Lesson 12: Integrating functions using long division and completing the square

# Integration using long division

Here we do polynomial long division to make an integral more computable.

## Want to join the conversation?

• I was working to find the integral of 3/(2x+4) using u-sub. If I factor out the 2 from the denominator and set u = x+2 I get the following solution: 3/2 * ln(x+2). However, if I do not factor and let u = 2x+4, I get 3/2 * ln(2x +4). What am I missing? Thanks.
• Remember that a general antiderivative of a function (indefinite integral) always has a constant of integration c attached to it. Assuming the above integral was done correctly, there should be a c attached to both. Notice that the first solution is 3/2 * ln(x+2) +c and the second is 3/2 * ln(2x+4) + c. Now manipulate (3/2) ln(2x+4) + c to get (3/2) ln(2*(x+2) ) + c and you get (3/2) ln(2) + (3/2) ln(x+2) +c by log properties. Notice now that 3/2 * ln(2) can be absorbed into the constant of integration, because it is a real number. Thus, we get (3/2) ln(x+2) + c for both the first and second solutions.

Always remember to include the constant of integration.
• He did the long division as if this is something I should kinda know already is this covered in algebra or something?
• Hi, I need help solving a problem.
The problem is to find the Anti-Derivative of x^2 + 2x - 2 + 15/(2x+3)
The answer I came up with is : x^3/3 + x^2 - 2x + 15ln(2x+3) + C
However, the correct answer is coming up as :
:x^3/3 + x^2 - 2x + (15ln(2x+3))/2 + C
My answer is almost identical to the correct answer except for the last part.
I don't understand why the last expression is divided by 2.
Can someone explain this to me please?
Thank you.
• Notice that in the standard integral forms, you ALWAYS have a du. This is NOT just some notation that you can ignore, it is vital to getting the correct answer. The du is the derivative of whatever you call u -- it MUST be present or you cannot use that standard derivative form.
for the `∫ (1/u) du = ln(u) + C` form, you must have the derivative of the denominator you are calling u.
For`15/(2x+3)`, you declared `u` to be `2x+3`. That is fine, but you MUST have its derivative.
`u = 2x+3`
`du = 2 dx`
in other words `dx = ½ du`
So, to use this form I would need to do the following:
`∫ 15 dx / (2x+3)` ← though not necessary, factor out the 15 to avoid mistakes
`15∫ dx / (2x+3)` ← now replace what you have with the u and du.
`15∫ (½ du) / (2x+3)` ← we do this because dx = ½du
`15∫ (½ du) / u` ← no we need to make this EXACTLY match the standard form.
`(15/2) ∫ du/ u` ← I now have a standard form and can integrate
`(15/2) ln(u) + C` ← now back substitute
`(15/2) ln(2x+3) + C`
Of course, we wouldn't typically show all of these steps, i just included them so you could get the idea.
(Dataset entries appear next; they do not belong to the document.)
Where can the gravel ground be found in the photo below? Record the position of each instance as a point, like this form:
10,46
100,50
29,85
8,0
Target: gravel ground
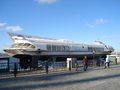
93,79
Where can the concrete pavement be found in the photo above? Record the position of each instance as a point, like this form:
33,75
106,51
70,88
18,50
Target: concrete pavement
96,78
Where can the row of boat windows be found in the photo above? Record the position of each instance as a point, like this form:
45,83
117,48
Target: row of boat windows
57,48
96,49
67,48
22,45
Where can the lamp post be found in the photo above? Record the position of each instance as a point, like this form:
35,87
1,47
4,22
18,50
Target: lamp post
94,61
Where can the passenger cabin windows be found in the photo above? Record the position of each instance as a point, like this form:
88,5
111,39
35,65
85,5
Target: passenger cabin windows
58,48
23,46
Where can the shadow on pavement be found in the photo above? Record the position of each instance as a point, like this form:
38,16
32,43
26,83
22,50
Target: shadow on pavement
60,83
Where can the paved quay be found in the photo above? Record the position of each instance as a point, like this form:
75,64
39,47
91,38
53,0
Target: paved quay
96,78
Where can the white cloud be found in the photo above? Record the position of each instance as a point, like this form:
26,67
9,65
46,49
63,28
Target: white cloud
100,21
2,25
7,27
14,28
46,1
97,22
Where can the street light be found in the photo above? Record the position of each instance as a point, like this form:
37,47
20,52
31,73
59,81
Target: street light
94,61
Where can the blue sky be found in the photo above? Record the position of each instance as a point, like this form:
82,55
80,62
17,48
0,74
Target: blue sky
78,20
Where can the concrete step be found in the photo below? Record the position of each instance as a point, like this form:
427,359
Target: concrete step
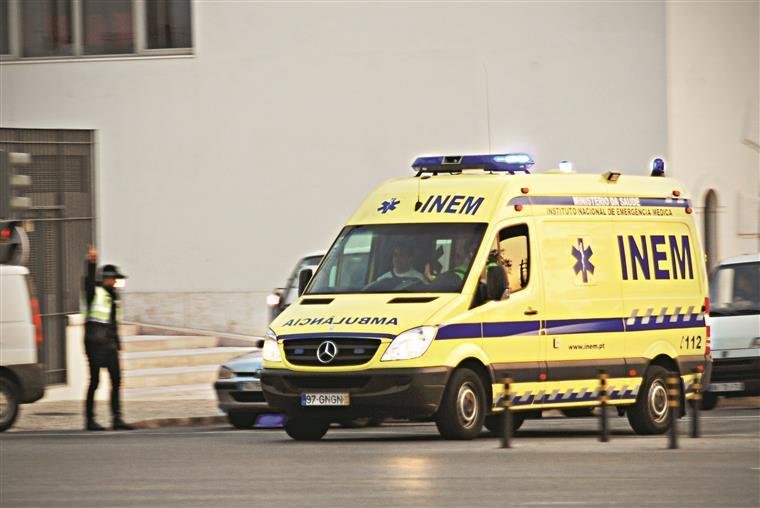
136,343
204,391
180,357
170,376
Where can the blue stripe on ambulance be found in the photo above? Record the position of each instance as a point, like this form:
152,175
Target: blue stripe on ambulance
569,326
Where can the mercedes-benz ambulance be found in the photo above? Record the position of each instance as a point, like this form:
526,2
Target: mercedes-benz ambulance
443,283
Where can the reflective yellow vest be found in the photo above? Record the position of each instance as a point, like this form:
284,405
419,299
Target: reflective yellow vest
100,308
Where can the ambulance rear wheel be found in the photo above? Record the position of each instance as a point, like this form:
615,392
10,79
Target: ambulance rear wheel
462,410
302,428
650,414
494,423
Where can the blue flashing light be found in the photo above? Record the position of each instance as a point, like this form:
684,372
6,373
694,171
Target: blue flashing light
658,167
508,162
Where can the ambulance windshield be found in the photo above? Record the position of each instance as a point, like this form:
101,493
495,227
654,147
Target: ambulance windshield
735,290
399,258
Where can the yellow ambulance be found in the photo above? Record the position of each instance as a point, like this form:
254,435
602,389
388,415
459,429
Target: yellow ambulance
442,284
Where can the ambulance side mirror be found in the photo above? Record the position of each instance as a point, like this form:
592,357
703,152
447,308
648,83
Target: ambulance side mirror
496,283
303,280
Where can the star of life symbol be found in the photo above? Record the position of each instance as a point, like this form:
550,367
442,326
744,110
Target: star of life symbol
582,255
388,206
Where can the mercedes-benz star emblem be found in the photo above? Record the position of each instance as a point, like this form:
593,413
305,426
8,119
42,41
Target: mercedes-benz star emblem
327,351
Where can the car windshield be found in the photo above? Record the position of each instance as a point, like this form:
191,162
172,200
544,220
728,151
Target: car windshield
735,290
399,258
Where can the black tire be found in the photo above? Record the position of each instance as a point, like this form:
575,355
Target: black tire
578,412
242,420
494,423
709,401
463,408
651,413
302,428
8,403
But the big thing to understand is this: In ALL of the standard integral forms there is a du. This is the derivative the whatever you call u. This MUST be present or you cannot use this form.
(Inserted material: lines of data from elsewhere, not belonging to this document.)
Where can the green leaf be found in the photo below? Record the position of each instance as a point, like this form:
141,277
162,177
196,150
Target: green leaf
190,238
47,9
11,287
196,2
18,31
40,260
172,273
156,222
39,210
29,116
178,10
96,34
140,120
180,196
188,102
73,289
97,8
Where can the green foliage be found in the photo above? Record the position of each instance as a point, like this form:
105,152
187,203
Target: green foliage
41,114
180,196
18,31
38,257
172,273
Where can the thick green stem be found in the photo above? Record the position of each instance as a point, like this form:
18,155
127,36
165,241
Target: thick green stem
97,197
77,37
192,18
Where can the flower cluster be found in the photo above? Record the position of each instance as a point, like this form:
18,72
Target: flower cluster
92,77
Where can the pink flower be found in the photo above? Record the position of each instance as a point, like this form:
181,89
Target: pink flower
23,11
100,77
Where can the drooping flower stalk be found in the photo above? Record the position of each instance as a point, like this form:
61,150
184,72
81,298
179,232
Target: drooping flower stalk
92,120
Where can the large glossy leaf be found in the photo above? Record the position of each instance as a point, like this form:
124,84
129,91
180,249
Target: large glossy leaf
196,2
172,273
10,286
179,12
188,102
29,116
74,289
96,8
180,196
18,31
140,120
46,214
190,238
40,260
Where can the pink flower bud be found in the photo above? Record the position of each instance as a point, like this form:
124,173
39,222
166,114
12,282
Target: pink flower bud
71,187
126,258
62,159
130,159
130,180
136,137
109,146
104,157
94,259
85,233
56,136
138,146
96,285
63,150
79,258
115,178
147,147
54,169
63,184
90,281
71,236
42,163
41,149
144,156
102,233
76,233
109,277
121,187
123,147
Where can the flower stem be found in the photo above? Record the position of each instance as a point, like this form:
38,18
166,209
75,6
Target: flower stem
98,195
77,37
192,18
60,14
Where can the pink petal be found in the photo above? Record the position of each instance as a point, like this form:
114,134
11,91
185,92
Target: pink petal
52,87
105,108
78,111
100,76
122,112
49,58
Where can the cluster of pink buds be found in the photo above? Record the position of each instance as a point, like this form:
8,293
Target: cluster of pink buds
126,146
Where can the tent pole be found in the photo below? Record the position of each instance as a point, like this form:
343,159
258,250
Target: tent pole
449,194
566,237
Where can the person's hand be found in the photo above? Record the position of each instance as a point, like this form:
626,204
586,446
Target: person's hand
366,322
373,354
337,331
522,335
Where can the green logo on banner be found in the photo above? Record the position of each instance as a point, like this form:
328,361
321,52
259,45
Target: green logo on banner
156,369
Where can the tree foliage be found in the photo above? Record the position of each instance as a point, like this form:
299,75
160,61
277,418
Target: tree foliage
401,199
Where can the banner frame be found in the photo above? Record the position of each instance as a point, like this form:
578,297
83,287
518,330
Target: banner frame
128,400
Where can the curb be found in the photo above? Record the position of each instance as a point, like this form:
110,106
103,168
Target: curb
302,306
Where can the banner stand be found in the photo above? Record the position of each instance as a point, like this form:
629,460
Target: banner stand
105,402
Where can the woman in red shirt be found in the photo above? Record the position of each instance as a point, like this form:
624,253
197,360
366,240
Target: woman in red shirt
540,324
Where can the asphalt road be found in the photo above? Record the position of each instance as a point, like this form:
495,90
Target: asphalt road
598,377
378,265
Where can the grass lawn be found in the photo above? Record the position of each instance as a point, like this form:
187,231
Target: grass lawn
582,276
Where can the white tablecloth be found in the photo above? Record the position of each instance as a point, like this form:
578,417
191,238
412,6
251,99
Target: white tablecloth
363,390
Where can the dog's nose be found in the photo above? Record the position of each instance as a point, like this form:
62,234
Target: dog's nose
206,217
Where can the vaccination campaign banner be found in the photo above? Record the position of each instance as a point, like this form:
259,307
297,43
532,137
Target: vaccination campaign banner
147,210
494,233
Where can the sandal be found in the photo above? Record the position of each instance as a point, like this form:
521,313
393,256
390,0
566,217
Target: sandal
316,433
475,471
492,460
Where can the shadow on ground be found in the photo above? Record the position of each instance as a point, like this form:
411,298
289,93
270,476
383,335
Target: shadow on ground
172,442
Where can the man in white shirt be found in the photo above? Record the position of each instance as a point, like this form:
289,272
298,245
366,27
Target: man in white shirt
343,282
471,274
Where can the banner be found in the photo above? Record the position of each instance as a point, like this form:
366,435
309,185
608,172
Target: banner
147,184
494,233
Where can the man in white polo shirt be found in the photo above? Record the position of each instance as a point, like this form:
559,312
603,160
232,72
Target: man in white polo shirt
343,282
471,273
For beginners, using u-substitution to make absolutely sure you have an exact match is the wisest course. Though, once you become proficient, you can probably skip the substitution and go straight to the integration. Here is the same calculation the way that I do it (this involves putting a bracket around my du, making sure I have the derivative of what I am calling u, although I won't actually use any substitutions:
`∫ 15 dx / (2x+3)` ← The "u" is 2x+3, so the "du" is 2dx.
`∫ 15 (½) [2 dx] / (2x+3)` ← notice that I multiplied and divided by 2, so I haven't changed anything.
` (15/2) ∫ [2 dx] / (2x+3)` ← factored out the constants that are not in the standard integral form I am using.
`= (15/2) ln(2x+3) + C`
• why would he use u substitution the point where he got 2/x-1 it's just seems unnecessary
• If you're able to solve the antiderivative without u-sub, then great. This is meant to instruct those who just starting out with antiderivatives.
• In the video, "Integration using long division" the fraction 4/(2x-2) is simplified to 2*(1/(x-1)) to result in 2*ln(|x-1|). However, if you leave the fraction as 2*(2/(2x-2)) the result could be integrated as 2*ln(|2x-2|) which is a different function.

1) is simplification before integration mandatory in these cases?
2) If so, how do you avoid potentially changing a function when going to a derivative and back again?
• ln|2𝑥 − 2| = ln|(𝑥 − 1) ∙ 2| = ln|𝑥 − 1| + ln 2.

Thereby, ln|2𝑥 − 2| + 𝐶 is the same set of solutions as ln|𝑥 − 1| + 𝐶, and it doesn't really matter which representation we choose, it's just that (𝑥 − 1) is a little neater than (2𝑥 − 2), because it only involves one operation rather than two.
• https://imgur.com/a/qA1ScKo

In the above question for the integral of 1/(2x+6), if you factor out a 1/2 from the equation it becomes 1/2* integral of 1/(x+3) then doing u-sub you get 1/2*ln(x+3).

How do you know when to factor out something versus not factoring something out because the 2 answers are different?
• It's technically the same thing.
1 / 2 * ln(2x + 6) = 1 / 2 * [ln(2) + ln(x + 3)] = 1 / 2 * ln(x + 3) + C,
where C = 1 / 2 * ln 2. The two integrals have a constant difference, and are therefore technically equivalent.
• I don't know if someone asked this already, but what would you do if the denominator has a greater power than the numerator (like x^2 for the denominator and x for the numerator)
• it still might work to do long division, there are also cases it may not work with an equal or lower degree for the denominator as well, in which case you just want to try other ways of simplifying or rewriting the numerator and denominator.
• at why must -4/(-2x+2) be simplified? why is antiderivative not -4ln(|-2x+2|)? why am i getting different graphs for when simplified and when not?

thanks